Six years have passed since the greatest storm the planet of Stritonoly has ever seen, six years since that night of treachery. The Princess Becki has not been idle during that time, learning all she can about her powers and how they could be used against her captives, something that she has been waiting for all this time.
Setting this second volume some time after the first is a smart move as it means that you could read this as a stand alone novel if you really wanted to, although I personally recommend reading Eye of the Storm as you do then get a fuller immersion into the world of Stritonoly.
There is a much bigger focus on the character of Barok in this book (as you can imagine from the title) and we see him struggle with his personal beliefs and desire to be free (and his people) from slavery. There is a greater emphasis placed on descriptive narrative and we learn a lot more about the world in general as the focus moves from the citadel. To offset this additional world-building there is a greater emphasis placed on moving the story forward whenever possible and to me made Barok's Exodus a stronger book.
Princess Becki acts as a counterpoint to the Acidel (the race of diminutive creatures that Barok is a member of) and her 6 years of incarceration don't seem to have done much for her sanity, or her dislike of Barok's people. She spent much of the time creating works of art that help fill the coffers of the Citadel while feeding her festering hatred at the same time.
There a number interesting twists to the plot and the story itself is fairly imaginative however there are still issues with the characterisation which stands out as a weak point in the novel.

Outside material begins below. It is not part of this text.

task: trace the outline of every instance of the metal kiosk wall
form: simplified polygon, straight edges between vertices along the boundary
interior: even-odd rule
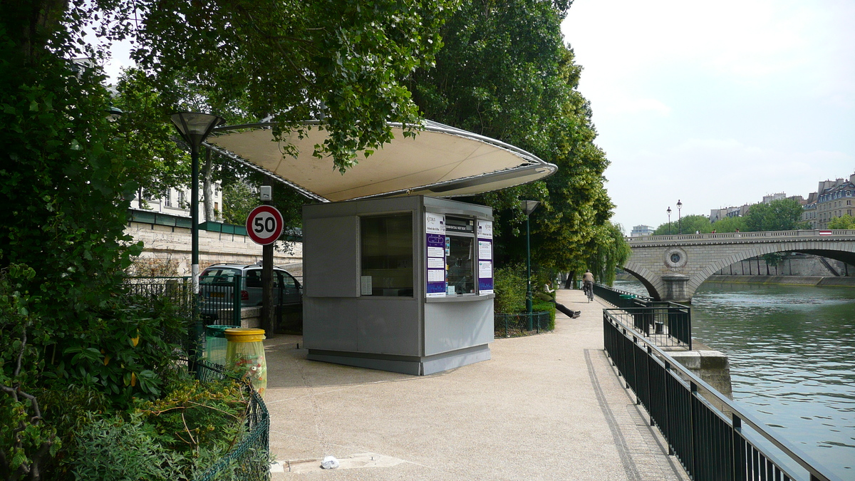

The over-riding sense of fantasy is also still prevalent and this is a fantasy novel rather than a science fiction one (in a similar way that Star Wars is indeed fantasy). The ending is much more open ended than the previous book and there are clear signs of things being set up for a bigger story arc in the next instalment.
I found myself warming to this novel much more easily than it's predecessor, the use of the Acidel race is more effective and creates a unique style, while a confident voice also emerges from the prose, recommended.
Written on Wednesday 31st August 2011 by Antony Jones.